O prefeito, o motorista, o pai e a mãe de Maria conversavam tranquilamente sobre o local. Todos estavam felizes. O prefeito relembra seus tempos de criança, falava de sua família que ali iam todas as semanas rezar pelos mortos indígenas, enfim, uma linda e grande conversa entre eles reinava.

Passado um certo tempo, alguém olhou na direção de Juca e o viu meio transformado. Não falava nada, tinha o olhar fixo em alguma coisa.

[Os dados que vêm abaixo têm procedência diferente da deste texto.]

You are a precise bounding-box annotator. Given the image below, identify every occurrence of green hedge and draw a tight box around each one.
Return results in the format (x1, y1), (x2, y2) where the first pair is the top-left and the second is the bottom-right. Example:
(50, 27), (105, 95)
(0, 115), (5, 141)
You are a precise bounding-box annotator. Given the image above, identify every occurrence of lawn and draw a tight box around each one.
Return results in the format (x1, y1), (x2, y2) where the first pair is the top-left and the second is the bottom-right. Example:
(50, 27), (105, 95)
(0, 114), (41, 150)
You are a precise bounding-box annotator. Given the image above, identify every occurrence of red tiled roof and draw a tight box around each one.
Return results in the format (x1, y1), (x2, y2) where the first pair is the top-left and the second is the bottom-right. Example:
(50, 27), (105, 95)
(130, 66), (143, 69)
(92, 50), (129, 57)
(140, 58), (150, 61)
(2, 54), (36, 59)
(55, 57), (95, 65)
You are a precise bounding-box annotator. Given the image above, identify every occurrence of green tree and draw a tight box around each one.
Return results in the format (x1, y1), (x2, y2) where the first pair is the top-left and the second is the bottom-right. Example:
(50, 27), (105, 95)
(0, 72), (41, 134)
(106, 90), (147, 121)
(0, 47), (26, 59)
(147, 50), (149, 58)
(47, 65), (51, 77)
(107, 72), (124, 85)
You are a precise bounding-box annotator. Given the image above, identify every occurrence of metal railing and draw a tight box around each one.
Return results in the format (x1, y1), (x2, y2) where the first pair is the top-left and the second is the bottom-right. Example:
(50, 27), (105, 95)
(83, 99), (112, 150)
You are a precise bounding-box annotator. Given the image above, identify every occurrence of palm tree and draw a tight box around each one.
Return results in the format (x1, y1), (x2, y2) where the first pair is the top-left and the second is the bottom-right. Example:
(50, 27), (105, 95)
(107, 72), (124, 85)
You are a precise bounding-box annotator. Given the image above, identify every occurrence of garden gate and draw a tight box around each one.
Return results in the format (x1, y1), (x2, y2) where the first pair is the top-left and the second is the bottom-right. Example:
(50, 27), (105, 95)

- O que está acontecendo, disse Flávia para Juca.

Ele não se mexia. Seu olhar permanecia fixo em alguma coisa. Sua cor morena estava passando para a cor branca. Seu rosto suava muito. Sua camisa estava molhada de suor. Suas mãos estavam fixas em alguma coisa, pois ele estava sentado em uma das pedras de um túmulo. Não fazia nada, sem mesmo seus olhos movimentavam corretamente.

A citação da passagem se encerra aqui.